Here are some code segments:
a)sigaction

sigset_t mask_set;	/* used to set a signal masking set. */
	sigfillset(&mask_set);


	struct sigaction act;
	act.sa_sigaction=catch_usr1;
	act.sa_mask=mask_set;
	act.sa_flags=SA_SIGINFO | SA_RESTART;

	sigaction(SIGUSR1,&act,NULL);

b)signal handler

void catch_usr1(int sig,siginfo_t *a,void *b )
{
	sigcount++;
	if (readers>0)
		readers--;
	else
		writing=false;
	printf("[LOG] Signal received. Readers now: %d Signal counter: %d\n",readers,sigcount);
	fflush(stdout);
}

c)sigqueue

tmp=sigqueue(getppid(),SIGUSR1,vsig);

Can anybody find an error

You didn't post the code surrounding your sigqueue call. The call should fail with EAGAIN if the queue is currently full.

I just have this simple statements

tmp=sigqueue(getppid(),SIGUSR1,vsig);
close(handler.connfd);
printf("SERVER CHILD for %d: Out.Sigqueue returned %d\n",handler.id>0?handler.id:-handler.id,tmp);
fflush(stdout);
return 0;

I redirect my output to a file.The tmp variable has always the value 0.

It can fail with an error status, but isn't required to. This has caused some rarely-seen and bothersome bugs on a few platforms.

Excuse me? If SA_SIGINFO is set, either the signal must be successfully queued or sigqueue() must return an error. And without SA_SIGINFO, sigqueue must behave at least like kill() and deliver the signal if it is not pending. This behavior is required by the Posix standard:

Apparently the linux kernel maintainers were misinformed, then. An old design flaw in the linuxthreads system is that, if the signal queue overflows and it's never informed of it, causing thread termination signals to stop being delivered, resulting in something very odd -- zombie threads. They couldn't fix it as it was a design flaw rather than a bug, and the kernel maintainers insisted that error status was not required. nptl doesn't have the same issues fortunately.

So it isn't a fault of mine. I'm working already on a solution based on sockets using select.Should I reject signals as solution to my problem ? Reability of delivery is important to me.What is your opinion ?

It looks to me like your code should work. What version of Unix are you using? Have you searched for any kernel patches that might fix your kernel?

I do continue to have reservations about your use of sigqueue. Should your kernel start to work correctly, your program should then correctly start to document the loss of signals. You need to check for the queue being full. By putting printf's and fflush's in you signal handler you are greatly exacerbating any problems the parent will have in processing signals fast enough.

I putted printf & fflush statements for debugging purposes.The problem still exists without these statements..

I have a Linux 2.4.31 kernel, I'm using SlackWare 10.2 over VMware Workstation 5.5.I also have a telnet & ftp access to a SUSE LINUX Enterprise Server 9 (x86_64) - Kernel 2.6.5-7.276-smp.Problems are the same...
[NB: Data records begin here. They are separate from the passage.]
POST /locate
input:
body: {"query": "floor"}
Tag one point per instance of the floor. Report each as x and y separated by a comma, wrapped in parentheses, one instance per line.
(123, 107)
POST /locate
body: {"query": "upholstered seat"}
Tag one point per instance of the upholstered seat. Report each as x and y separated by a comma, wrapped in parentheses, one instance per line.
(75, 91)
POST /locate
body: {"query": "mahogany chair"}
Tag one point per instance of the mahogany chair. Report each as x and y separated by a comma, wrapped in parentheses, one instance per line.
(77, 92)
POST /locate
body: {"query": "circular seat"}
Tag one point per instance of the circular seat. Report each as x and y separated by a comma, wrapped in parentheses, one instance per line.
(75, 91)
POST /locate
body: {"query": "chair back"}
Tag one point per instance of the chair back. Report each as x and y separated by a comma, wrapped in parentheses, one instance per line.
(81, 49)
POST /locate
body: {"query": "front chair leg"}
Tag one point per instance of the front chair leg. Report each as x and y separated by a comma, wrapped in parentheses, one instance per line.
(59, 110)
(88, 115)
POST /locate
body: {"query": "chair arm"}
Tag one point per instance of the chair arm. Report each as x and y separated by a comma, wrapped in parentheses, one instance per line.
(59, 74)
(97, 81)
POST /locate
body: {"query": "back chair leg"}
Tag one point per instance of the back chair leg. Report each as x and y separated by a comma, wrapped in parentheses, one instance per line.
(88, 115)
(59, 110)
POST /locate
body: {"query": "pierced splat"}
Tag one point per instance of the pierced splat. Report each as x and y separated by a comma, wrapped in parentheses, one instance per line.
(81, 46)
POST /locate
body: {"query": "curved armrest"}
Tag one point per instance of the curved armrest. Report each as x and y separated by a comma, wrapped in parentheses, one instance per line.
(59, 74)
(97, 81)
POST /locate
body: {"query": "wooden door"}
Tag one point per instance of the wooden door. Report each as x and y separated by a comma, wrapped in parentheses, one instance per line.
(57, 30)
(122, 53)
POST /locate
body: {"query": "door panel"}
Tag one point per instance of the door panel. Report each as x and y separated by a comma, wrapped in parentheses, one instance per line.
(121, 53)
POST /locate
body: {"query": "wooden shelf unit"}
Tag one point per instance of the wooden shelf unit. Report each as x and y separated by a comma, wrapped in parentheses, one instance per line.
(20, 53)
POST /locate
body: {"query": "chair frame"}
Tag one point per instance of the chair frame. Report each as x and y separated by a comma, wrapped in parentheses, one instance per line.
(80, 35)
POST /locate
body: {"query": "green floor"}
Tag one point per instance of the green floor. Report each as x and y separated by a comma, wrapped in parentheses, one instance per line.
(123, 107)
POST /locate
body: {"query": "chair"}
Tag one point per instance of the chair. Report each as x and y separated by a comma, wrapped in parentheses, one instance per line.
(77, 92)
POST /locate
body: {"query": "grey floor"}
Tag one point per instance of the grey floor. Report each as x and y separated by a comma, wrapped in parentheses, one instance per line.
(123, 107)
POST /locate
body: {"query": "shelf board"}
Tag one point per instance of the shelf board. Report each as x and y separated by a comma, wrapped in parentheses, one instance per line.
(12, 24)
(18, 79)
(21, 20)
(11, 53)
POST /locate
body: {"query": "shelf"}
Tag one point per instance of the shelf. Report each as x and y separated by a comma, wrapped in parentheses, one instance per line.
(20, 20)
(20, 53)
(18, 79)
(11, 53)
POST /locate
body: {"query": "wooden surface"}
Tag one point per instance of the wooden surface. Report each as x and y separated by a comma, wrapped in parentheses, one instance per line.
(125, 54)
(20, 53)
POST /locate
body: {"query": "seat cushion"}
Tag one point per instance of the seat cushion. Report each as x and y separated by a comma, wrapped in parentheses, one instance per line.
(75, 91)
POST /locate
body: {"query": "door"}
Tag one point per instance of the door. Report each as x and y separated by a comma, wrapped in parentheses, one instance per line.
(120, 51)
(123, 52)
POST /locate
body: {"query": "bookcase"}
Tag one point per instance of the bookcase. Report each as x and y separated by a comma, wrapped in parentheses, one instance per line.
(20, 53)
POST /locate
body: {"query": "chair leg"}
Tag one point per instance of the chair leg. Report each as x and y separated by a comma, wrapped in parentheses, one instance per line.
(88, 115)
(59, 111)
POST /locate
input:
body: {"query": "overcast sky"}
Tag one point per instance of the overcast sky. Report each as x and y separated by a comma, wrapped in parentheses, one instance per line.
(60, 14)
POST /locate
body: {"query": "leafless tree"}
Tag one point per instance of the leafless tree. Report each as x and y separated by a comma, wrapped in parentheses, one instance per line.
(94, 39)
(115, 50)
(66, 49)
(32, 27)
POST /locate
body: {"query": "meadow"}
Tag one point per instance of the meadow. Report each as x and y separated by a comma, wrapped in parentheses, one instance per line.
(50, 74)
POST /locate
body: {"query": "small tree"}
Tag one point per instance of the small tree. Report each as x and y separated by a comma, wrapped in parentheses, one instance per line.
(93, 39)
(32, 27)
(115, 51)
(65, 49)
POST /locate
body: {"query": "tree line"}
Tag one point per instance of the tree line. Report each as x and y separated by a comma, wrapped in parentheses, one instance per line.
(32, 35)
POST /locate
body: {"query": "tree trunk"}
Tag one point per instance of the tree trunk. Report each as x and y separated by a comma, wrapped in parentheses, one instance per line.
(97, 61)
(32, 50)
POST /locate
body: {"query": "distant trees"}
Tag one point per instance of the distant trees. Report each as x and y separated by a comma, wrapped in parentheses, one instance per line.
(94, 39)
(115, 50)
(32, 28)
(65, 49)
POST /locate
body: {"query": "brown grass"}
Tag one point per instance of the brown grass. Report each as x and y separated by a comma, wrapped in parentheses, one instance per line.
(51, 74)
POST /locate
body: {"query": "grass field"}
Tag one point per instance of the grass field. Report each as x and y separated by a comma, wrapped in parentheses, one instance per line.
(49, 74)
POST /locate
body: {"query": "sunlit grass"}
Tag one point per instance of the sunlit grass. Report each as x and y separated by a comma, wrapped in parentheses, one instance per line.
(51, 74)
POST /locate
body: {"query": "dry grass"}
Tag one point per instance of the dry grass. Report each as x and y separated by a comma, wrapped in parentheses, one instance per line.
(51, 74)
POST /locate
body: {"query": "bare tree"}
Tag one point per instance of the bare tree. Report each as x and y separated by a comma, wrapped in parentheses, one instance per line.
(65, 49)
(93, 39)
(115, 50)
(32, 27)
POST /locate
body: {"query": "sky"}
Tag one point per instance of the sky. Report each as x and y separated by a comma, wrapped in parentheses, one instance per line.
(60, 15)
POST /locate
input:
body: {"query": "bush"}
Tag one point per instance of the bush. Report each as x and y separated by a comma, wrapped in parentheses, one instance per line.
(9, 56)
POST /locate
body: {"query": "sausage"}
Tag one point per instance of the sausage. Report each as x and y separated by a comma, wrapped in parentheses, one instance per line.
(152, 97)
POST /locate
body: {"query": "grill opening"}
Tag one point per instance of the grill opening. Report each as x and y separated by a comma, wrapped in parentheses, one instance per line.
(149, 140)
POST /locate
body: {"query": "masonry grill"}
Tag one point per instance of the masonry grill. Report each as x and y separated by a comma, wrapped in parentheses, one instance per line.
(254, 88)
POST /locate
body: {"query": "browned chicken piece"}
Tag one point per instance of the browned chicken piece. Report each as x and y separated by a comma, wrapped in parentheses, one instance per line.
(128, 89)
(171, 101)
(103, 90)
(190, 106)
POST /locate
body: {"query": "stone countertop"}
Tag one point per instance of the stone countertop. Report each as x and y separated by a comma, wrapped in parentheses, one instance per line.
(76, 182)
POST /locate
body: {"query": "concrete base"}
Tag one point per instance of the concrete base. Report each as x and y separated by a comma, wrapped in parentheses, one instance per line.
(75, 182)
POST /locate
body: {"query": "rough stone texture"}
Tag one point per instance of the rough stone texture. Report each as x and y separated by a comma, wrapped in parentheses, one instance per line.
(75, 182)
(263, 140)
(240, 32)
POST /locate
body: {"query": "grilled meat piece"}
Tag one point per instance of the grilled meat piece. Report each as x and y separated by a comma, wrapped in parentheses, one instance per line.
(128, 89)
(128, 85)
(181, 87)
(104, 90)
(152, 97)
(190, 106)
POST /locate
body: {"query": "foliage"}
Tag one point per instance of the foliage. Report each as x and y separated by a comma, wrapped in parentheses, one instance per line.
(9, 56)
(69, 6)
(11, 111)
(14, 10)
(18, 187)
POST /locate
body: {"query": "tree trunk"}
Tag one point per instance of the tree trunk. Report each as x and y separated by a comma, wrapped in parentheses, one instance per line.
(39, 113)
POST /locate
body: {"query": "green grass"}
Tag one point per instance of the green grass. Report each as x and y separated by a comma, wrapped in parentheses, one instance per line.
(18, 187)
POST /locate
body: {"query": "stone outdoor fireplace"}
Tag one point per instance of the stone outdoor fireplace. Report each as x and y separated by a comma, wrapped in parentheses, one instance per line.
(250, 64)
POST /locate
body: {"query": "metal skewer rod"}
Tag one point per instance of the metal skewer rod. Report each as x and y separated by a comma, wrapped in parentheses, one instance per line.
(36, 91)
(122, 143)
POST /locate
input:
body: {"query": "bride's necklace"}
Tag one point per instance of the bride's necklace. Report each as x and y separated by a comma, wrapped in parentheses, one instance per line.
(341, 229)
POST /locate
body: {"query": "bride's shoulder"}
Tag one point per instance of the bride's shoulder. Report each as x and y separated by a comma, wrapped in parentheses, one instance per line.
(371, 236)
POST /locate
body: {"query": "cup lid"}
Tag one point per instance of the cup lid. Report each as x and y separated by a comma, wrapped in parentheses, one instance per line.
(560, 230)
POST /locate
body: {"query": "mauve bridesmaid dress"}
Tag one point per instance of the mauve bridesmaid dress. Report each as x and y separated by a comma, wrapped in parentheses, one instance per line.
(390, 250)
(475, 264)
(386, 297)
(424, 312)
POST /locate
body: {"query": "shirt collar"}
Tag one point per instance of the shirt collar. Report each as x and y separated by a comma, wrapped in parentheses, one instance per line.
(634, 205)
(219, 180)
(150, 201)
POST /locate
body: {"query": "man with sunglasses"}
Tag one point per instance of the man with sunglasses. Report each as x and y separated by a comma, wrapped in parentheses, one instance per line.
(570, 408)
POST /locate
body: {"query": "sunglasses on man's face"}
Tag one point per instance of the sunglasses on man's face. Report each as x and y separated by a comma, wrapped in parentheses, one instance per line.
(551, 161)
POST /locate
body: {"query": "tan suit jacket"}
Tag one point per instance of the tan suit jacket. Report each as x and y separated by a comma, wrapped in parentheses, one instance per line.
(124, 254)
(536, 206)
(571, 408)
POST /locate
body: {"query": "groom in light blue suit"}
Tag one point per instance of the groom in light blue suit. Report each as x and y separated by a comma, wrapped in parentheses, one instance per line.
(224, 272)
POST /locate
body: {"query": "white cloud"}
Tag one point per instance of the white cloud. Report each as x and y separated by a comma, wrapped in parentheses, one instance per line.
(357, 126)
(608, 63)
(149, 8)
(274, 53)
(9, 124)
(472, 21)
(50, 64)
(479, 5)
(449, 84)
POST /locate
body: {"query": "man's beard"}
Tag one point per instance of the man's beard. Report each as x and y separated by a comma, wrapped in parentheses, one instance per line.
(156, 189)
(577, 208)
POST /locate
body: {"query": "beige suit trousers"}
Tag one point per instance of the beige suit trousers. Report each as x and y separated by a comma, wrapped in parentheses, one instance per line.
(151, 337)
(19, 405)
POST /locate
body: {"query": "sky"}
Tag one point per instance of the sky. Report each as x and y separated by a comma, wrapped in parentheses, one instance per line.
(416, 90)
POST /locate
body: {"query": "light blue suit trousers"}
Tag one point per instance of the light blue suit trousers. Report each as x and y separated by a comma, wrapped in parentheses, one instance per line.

While experimenting I found that by simply using kill, fewer signals are lost.

Just for the heck of it, I would try SIGRTMIN rather than SIGUSR1, which should be easy to try. If it is failing on a 2.6 kernel with smp support, there is not much point in trying another kernel. Although there is a product called RTLinux which claims complete Posix Realtime compliance link.

Well here is something unexpected :confused: :

SIGRTMIN worked on the Linux 2.4.31 kernel of SlackWare 10.2
but
failed on the SUSE LINUX Enterprise Server 9 (x86_64) - Kernel 2.6.5-7.276-smp.

Well, SuSE is actually a supported product. Maybe you can ask Novell for a patch.

Thank you for your help.

I'm finaly droping signals.I have a solution using sockets that works with no problems on different machines.